Esta trilogia dos malefícios do turismo vale tanto para o Porto como para Lisboa ou qualquer outra cidade onde os modos de vida tradicionais foram sendo substituídos pela imparável progressão da renovação urbana. A Lisboa que acordava às portas dos cafés, como escrevia Pessoa, é hoje a cidade que acorda com o barulho insuportável das malas com rodinhas que os turistas arrastam sobre as pedras da calçada. É uma praga universal, que levou este mês as autoridades de Dubrovnik, um dos maiores centros turísticos da Croácia, a proibirem malas com rodinhas na cidade antiga, o que já tinha sido feito em Veneza.

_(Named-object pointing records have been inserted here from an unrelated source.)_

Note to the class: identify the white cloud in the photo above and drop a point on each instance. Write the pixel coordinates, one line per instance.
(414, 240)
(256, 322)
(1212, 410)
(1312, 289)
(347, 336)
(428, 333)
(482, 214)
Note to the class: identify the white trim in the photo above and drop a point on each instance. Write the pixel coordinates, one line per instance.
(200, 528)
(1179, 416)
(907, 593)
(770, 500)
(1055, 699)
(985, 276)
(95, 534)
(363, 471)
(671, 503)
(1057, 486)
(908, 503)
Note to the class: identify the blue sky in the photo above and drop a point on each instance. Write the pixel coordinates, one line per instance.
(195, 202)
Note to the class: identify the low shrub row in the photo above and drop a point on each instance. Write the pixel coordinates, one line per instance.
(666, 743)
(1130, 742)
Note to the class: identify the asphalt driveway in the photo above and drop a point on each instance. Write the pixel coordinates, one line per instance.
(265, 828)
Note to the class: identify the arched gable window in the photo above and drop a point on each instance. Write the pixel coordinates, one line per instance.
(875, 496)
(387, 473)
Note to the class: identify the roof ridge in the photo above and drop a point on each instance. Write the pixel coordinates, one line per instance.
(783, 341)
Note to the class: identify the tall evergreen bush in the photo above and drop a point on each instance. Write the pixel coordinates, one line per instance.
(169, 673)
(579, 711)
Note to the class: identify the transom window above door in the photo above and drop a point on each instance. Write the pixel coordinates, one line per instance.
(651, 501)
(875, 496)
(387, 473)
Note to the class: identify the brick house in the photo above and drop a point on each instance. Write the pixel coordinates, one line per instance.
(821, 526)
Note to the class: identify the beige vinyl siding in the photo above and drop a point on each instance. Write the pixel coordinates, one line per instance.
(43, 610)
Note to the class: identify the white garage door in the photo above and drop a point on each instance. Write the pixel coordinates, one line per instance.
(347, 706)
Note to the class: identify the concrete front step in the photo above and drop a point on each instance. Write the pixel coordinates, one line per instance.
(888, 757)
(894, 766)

Mas não é a proibição de malas com rodinhas nem programas públicos que custam dinheiro, como as Lojas com História, em Lisboa, ou o Porto de Tradição, no Porto, que vão salvar o que resta desse mundo antigo das tascas, das retrosarias, dos cafés. Viviam porque o centro das cidades era popular, porque coexistiam pobres e abastados, porque não havia televisão e internet e as pessoas conviviam em restaurantes baratos, cafés e tabernas. É um mundo tão antigo como o de D. Dinis. E velho, como a função pública.
Cá dentro
Cristiano Ronaldo quer ser um dos principais accionistas do Correio da Manhã. O ministro das Finanças avisou que os resultados da economia no segundo semestre do ano vão ser maus. Uma empresa de ginásios vai receber quase seis milhões de euros do Banco de Fomento num programa destinado a apoiar a resiliência. Um homem de 74 anos morreu depois de estar semanas à espera de ser operado a um pé no Hospital de Faro. O número de pessoas sem médico de família aumentou 30% nos dois últimos anos. Os controladores aéreos no aeroporto do Porto autorizaram um avião a aterrar na mesma pista em que outro se preparava para descolar.
Lá fora
Morreu uma banqueira russa ao cair do 11.º andar, o que eleva para mais de duas dezenas o número de russos importantes que caíram das janelas desde a invasão da Ucrânia. A revista National Geographic, que já chegou a ter 12 milhões de assinantes, despediu os últimos jornalistas do quadro e vai ser feita apenas com colaboradores externos. Morreram quatro crianças depois de um míssil russo ter atingido uma pizzaria na Ucrânia. Foi descoberta em Pompeia uma pintura que representa uma pizza.
No outro mundo
Uma mala microscópica da Louis Vuitton, com menos de um centímetro, foi vendida por 60.000 dólares.